7.8.14

COZINHANDO MACARRÃO





A água fervia. Ele tinha arrumado algum macarrão. Estava sem dinheiro e queria fumar um cigarro. Como não tinha muita coragem de pedir, recolheu algumas guimbas do cinzeiro em frente à repartição. Com o tabaco da guimba e papel de pão, enrolou vinte cigarros e enfiou na caixinha dos que tinham acabado.

Comeu o macarrão sem sal. Sua timidez não permitia bater à porta do vizinho para pedir. O macarrão estava bom, visto que tinha fome. Para ele, como para o escritor, dois e dois serem quatro era também uma insolência insuportável, e ali estava ele desempenhando o papel de mujique tropical.
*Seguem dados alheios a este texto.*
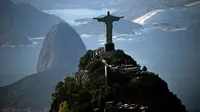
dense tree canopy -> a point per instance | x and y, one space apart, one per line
141 87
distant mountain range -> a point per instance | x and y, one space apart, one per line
22 21
59 58
18 24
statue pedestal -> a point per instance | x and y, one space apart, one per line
109 47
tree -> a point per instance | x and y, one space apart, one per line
64 107
144 68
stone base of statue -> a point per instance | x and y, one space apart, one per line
109 47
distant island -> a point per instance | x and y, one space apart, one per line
168 27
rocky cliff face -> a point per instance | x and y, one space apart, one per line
60 54
62 47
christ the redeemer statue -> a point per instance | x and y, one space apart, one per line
108 20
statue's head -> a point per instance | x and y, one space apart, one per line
108 13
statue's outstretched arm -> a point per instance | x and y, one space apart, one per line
117 18
100 19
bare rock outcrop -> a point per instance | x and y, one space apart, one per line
62 47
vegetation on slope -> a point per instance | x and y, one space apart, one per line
139 87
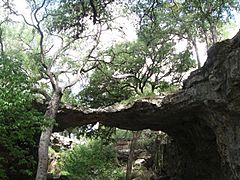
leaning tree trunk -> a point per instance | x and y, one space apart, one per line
194 43
45 136
136 135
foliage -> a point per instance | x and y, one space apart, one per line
91 161
19 122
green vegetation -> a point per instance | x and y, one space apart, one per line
58 56
20 124
93 160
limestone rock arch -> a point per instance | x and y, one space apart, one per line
203 117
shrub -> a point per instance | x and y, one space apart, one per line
91 161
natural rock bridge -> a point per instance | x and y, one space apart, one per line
203 118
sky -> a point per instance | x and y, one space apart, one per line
130 32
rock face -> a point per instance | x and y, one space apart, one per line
203 118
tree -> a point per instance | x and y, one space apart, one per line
190 20
55 67
19 122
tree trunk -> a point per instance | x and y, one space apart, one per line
136 135
45 136
196 51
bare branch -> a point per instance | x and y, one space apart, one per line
42 92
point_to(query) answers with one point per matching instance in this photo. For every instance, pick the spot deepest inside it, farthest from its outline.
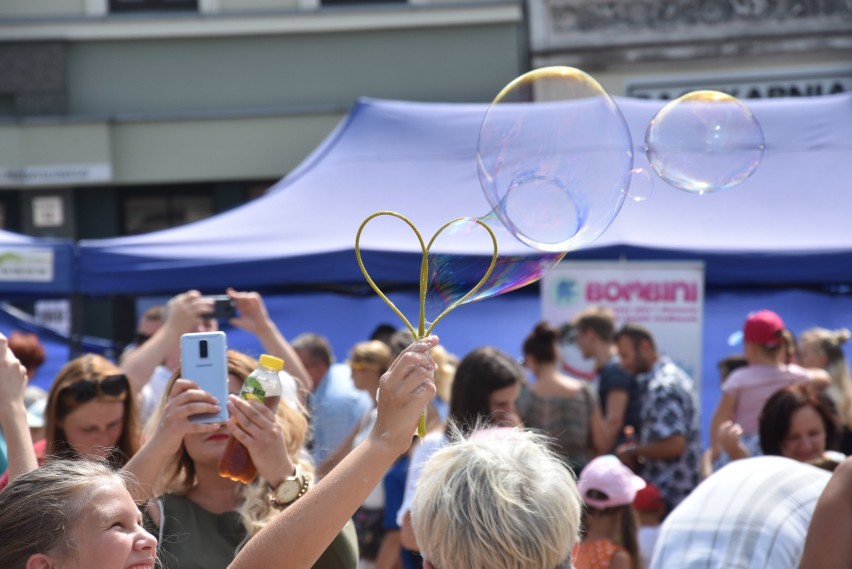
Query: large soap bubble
(555, 157)
(704, 141)
(454, 272)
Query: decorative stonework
(632, 30)
(585, 16)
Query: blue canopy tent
(786, 224)
(785, 227)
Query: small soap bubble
(704, 141)
(554, 155)
(641, 185)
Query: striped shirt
(751, 514)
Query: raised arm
(185, 399)
(13, 413)
(298, 536)
(828, 544)
(182, 314)
(254, 318)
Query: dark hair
(61, 402)
(774, 423)
(482, 372)
(383, 333)
(316, 347)
(541, 343)
(598, 319)
(627, 526)
(28, 350)
(636, 333)
(39, 509)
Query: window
(123, 6)
(151, 213)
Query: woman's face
(109, 535)
(207, 448)
(501, 405)
(811, 356)
(94, 428)
(805, 438)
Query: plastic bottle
(261, 385)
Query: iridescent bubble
(456, 263)
(457, 257)
(704, 141)
(641, 185)
(554, 157)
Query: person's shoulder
(797, 372)
(342, 553)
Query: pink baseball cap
(648, 499)
(608, 475)
(763, 327)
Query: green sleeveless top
(193, 538)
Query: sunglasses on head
(87, 389)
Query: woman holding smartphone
(90, 413)
(91, 520)
(202, 520)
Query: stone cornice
(574, 26)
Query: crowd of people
(522, 467)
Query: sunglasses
(86, 390)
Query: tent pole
(75, 346)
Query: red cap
(764, 327)
(648, 499)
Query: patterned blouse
(595, 554)
(566, 419)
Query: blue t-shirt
(394, 482)
(613, 376)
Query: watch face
(288, 491)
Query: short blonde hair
(498, 500)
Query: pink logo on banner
(648, 291)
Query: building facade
(125, 116)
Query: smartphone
(224, 308)
(204, 360)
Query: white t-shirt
(152, 392)
(647, 538)
(752, 514)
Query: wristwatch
(289, 490)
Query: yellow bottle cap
(272, 362)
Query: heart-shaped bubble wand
(422, 331)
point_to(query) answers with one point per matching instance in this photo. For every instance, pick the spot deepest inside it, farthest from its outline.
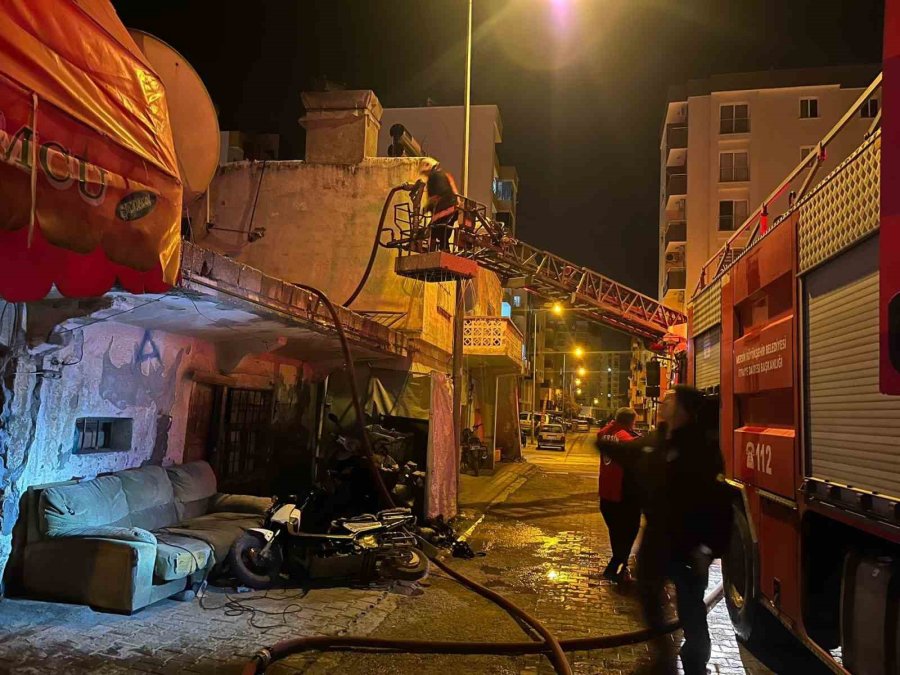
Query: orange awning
(89, 186)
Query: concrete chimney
(341, 126)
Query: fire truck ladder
(478, 238)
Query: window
(869, 108)
(734, 118)
(732, 214)
(734, 166)
(102, 434)
(503, 189)
(244, 446)
(806, 151)
(445, 300)
(809, 108)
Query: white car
(551, 436)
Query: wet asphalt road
(544, 548)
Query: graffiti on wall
(142, 381)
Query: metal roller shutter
(707, 364)
(854, 431)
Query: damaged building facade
(320, 218)
(238, 365)
(227, 367)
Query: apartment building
(728, 141)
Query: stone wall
(320, 222)
(111, 370)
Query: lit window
(102, 434)
(869, 108)
(734, 118)
(806, 152)
(734, 166)
(503, 189)
(732, 214)
(809, 108)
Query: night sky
(581, 84)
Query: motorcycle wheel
(409, 565)
(251, 570)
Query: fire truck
(795, 325)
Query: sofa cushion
(68, 509)
(150, 497)
(178, 556)
(219, 530)
(193, 483)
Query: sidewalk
(476, 495)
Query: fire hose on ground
(548, 645)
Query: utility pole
(458, 318)
(468, 104)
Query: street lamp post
(467, 104)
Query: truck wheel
(741, 576)
(409, 565)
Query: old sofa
(123, 541)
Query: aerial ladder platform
(478, 240)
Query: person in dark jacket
(442, 203)
(688, 513)
(618, 492)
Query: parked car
(551, 436)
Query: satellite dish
(195, 127)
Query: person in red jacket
(619, 498)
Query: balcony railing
(496, 338)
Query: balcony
(676, 186)
(492, 341)
(676, 149)
(676, 137)
(676, 235)
(676, 194)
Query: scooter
(474, 452)
(364, 547)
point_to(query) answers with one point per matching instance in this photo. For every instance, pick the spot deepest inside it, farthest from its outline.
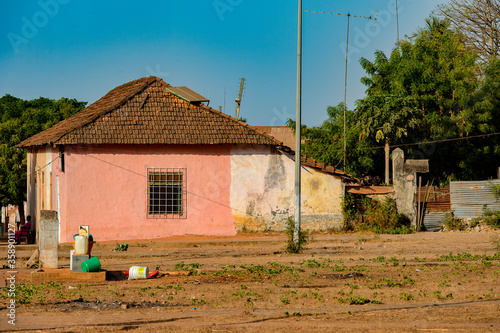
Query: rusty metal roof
(469, 197)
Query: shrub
(383, 218)
(491, 218)
(453, 223)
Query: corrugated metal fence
(467, 200)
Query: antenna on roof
(238, 100)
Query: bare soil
(423, 282)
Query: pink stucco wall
(105, 187)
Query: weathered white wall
(262, 192)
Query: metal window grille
(167, 193)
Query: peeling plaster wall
(262, 192)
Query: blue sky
(83, 49)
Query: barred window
(167, 193)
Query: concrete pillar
(48, 239)
(405, 186)
(405, 183)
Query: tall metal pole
(345, 84)
(397, 21)
(296, 231)
(238, 100)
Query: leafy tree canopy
(19, 120)
(478, 21)
(427, 90)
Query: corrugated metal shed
(468, 198)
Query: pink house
(149, 160)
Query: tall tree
(420, 92)
(19, 120)
(325, 142)
(478, 21)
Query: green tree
(325, 143)
(478, 21)
(19, 120)
(421, 93)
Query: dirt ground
(423, 282)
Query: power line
(425, 142)
(346, 61)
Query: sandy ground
(425, 282)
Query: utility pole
(238, 100)
(296, 231)
(346, 60)
(397, 22)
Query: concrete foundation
(48, 239)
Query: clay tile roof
(144, 112)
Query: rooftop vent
(186, 94)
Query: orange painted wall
(105, 187)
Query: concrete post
(404, 186)
(405, 183)
(48, 239)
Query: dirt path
(425, 282)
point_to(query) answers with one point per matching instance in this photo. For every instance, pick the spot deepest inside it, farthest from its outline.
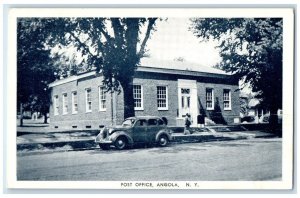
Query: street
(241, 160)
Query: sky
(173, 39)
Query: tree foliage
(114, 46)
(251, 49)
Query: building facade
(82, 102)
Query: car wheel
(163, 140)
(121, 143)
(104, 146)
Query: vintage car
(134, 130)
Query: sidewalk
(50, 140)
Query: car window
(128, 122)
(152, 122)
(160, 122)
(141, 123)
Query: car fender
(115, 135)
(166, 132)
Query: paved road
(247, 160)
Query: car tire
(163, 140)
(120, 143)
(104, 146)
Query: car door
(140, 131)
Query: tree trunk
(21, 114)
(273, 122)
(128, 100)
(45, 117)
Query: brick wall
(218, 89)
(150, 97)
(149, 81)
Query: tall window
(209, 99)
(227, 99)
(88, 99)
(102, 99)
(162, 98)
(138, 97)
(74, 102)
(65, 103)
(56, 105)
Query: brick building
(167, 89)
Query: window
(88, 99)
(56, 105)
(162, 98)
(227, 99)
(102, 99)
(160, 122)
(65, 103)
(138, 97)
(209, 99)
(74, 102)
(140, 123)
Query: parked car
(134, 130)
(248, 119)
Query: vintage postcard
(140, 98)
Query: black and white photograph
(151, 98)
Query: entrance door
(140, 131)
(187, 100)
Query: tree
(34, 69)
(114, 46)
(251, 49)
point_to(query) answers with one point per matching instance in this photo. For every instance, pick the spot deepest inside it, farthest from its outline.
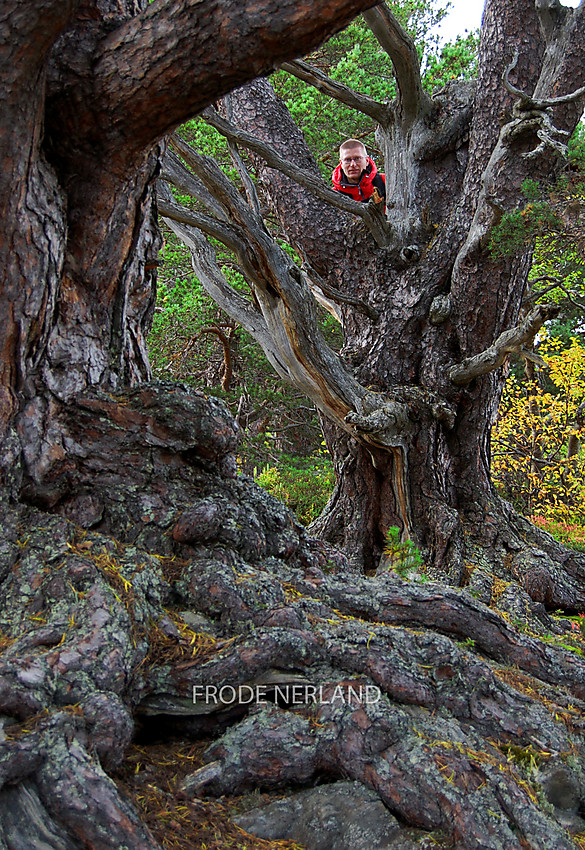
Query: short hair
(351, 144)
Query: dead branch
(512, 340)
(382, 113)
(414, 102)
(367, 212)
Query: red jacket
(371, 179)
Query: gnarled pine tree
(135, 564)
(429, 316)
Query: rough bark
(160, 570)
(427, 363)
(135, 564)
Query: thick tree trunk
(440, 297)
(134, 564)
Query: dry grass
(150, 778)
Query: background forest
(538, 458)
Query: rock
(341, 816)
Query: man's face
(353, 161)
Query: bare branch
(249, 186)
(174, 172)
(527, 102)
(156, 70)
(169, 210)
(225, 296)
(402, 51)
(512, 340)
(316, 282)
(372, 218)
(380, 112)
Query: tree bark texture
(135, 564)
(159, 570)
(441, 305)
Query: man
(357, 175)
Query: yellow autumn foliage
(538, 453)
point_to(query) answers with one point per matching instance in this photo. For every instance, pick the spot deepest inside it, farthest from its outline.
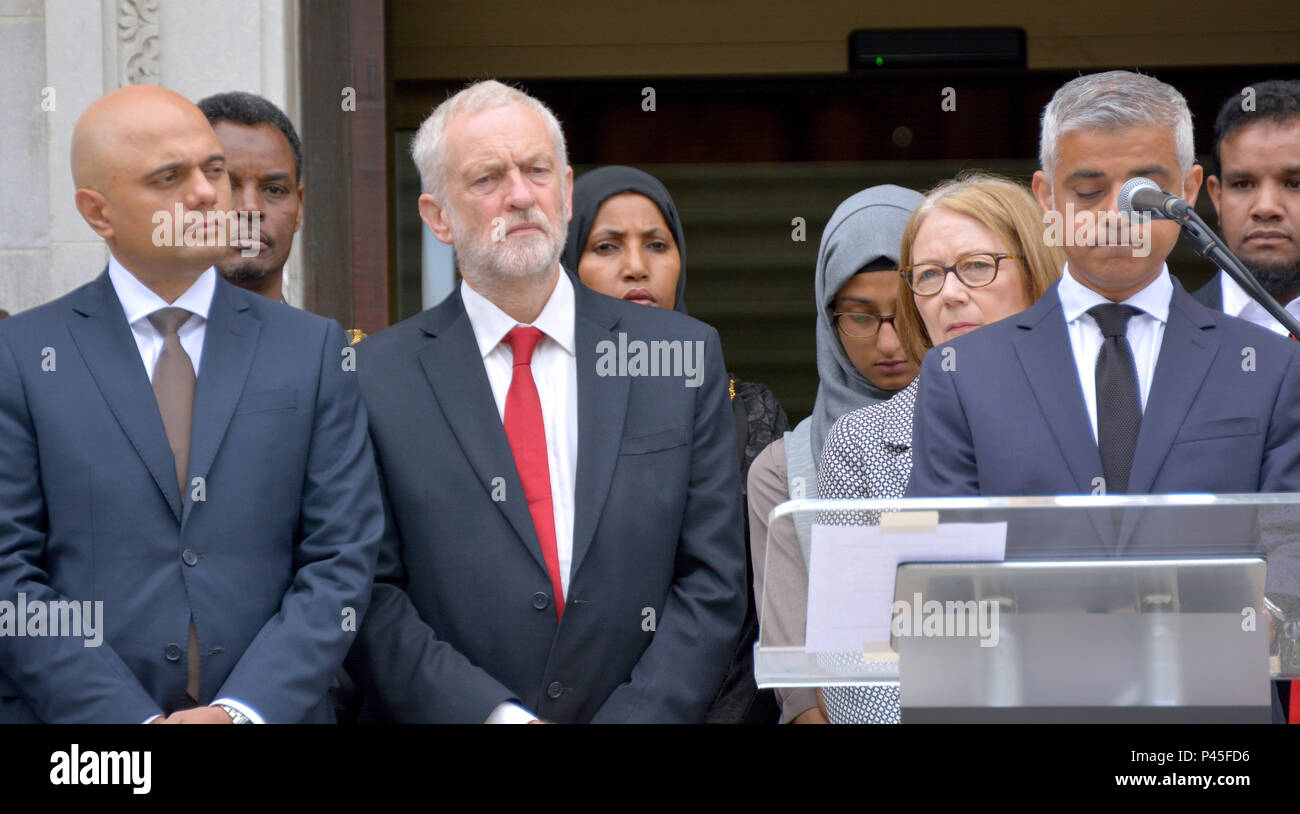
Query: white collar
(1153, 299)
(139, 301)
(492, 324)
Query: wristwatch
(235, 715)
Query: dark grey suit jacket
(271, 563)
(462, 618)
(1006, 418)
(1210, 294)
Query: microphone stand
(1213, 249)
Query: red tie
(527, 437)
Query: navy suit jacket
(463, 618)
(1210, 294)
(271, 563)
(1005, 415)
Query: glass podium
(1041, 609)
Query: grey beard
(245, 273)
(1277, 280)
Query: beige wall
(450, 39)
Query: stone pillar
(59, 56)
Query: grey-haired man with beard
(563, 520)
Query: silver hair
(1116, 100)
(428, 150)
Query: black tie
(1118, 408)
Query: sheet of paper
(853, 571)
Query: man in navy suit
(563, 510)
(186, 457)
(1116, 380)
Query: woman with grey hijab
(859, 363)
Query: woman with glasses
(859, 362)
(971, 254)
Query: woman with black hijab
(625, 241)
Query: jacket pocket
(1218, 428)
(267, 401)
(655, 441)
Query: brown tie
(173, 386)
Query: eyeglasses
(861, 325)
(973, 271)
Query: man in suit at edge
(1116, 380)
(1044, 403)
(1256, 195)
(191, 455)
(563, 535)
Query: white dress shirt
(138, 302)
(554, 368)
(1240, 304)
(1145, 332)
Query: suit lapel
(1186, 354)
(1044, 351)
(459, 381)
(113, 359)
(229, 347)
(602, 406)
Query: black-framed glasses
(861, 325)
(974, 271)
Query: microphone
(1144, 195)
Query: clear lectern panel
(1170, 600)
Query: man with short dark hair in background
(264, 159)
(1256, 194)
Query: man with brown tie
(182, 454)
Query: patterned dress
(867, 454)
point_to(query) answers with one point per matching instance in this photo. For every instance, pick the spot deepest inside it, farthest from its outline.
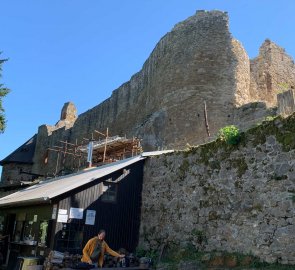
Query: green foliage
(230, 134)
(3, 92)
(151, 253)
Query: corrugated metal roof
(48, 189)
(156, 153)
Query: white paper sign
(76, 213)
(62, 218)
(90, 217)
(54, 212)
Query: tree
(3, 92)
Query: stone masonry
(163, 104)
(225, 198)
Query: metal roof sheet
(48, 189)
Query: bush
(230, 134)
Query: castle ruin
(197, 63)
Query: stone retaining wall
(226, 198)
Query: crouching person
(94, 250)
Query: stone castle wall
(163, 104)
(225, 198)
(272, 72)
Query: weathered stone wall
(272, 71)
(163, 104)
(286, 102)
(227, 198)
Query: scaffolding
(95, 152)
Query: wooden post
(105, 146)
(206, 119)
(57, 161)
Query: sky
(82, 50)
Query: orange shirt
(89, 248)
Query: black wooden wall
(121, 220)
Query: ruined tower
(198, 62)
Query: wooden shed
(64, 213)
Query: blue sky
(81, 50)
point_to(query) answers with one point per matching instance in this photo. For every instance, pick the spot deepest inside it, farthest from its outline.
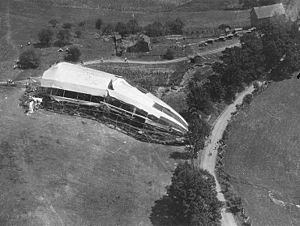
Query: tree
(108, 29)
(63, 37)
(67, 25)
(169, 55)
(121, 28)
(175, 27)
(198, 131)
(73, 54)
(247, 99)
(267, 2)
(133, 26)
(155, 29)
(53, 22)
(98, 24)
(81, 24)
(45, 36)
(198, 98)
(215, 89)
(191, 199)
(29, 59)
(78, 34)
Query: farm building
(103, 94)
(263, 15)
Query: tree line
(272, 53)
(247, 4)
(132, 27)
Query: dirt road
(120, 60)
(208, 156)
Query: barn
(98, 91)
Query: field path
(207, 159)
(120, 60)
(9, 39)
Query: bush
(133, 26)
(169, 55)
(78, 34)
(53, 22)
(73, 54)
(29, 59)
(67, 25)
(175, 27)
(45, 36)
(63, 37)
(98, 24)
(191, 199)
(81, 24)
(247, 99)
(108, 29)
(121, 28)
(155, 29)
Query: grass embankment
(262, 155)
(57, 169)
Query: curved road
(119, 60)
(209, 154)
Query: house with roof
(263, 15)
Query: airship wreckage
(110, 99)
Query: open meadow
(63, 170)
(263, 155)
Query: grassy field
(21, 22)
(263, 155)
(58, 169)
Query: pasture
(263, 155)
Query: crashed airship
(68, 87)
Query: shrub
(63, 37)
(191, 199)
(45, 36)
(81, 24)
(29, 59)
(78, 34)
(121, 28)
(155, 29)
(175, 27)
(108, 29)
(247, 99)
(73, 54)
(53, 22)
(67, 25)
(98, 24)
(169, 55)
(133, 26)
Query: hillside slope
(62, 170)
(263, 155)
(203, 5)
(116, 4)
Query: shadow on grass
(160, 212)
(180, 155)
(40, 45)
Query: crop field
(263, 155)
O mujique dos livros russos era reincidentemente insuportável em sua autopiedade, ele próprio era insuportável em seu papel de mujique tropical; não merecia sequer o adjetivo de patético. Procurava estar só, consciente e dolorosamente. Ele não merecia piedade.

Ficou com raiva de ter dado aqueles dois reais para a velha pedinte; após alguns segundos, arrependeu-se da raiva. Não teria dado aos dois reais melhor destino. O cigarro paraguaio que pudesse ter comprado, já teria fumado a essa altura do campeonato.

Lembrou-se de quando tentara se prostituir, e envergonhou-se por ter se prostituído e não haver recebido o pagamento. Por isso, naquela hora, não bateu à porta do vizinho.

Nesse momento não havia Sônia alguma a quem quisesse pedir perdão. Ele jamais fora Raskólnikov e não matara nenhuma velha rica. Dava socos no próprio rosto e na parede, o que lhe rendia fama na ortopedia do hospital público, pelas fraturas, e risos entre os jovens médicos.

Devia algo mais a si mesmo do que guimbas de cigarro e notas amassadas. Enquanto a mão inchava do último soco, adormeceu.

No dia seguinte, foi chamado de volta ao velho emprego.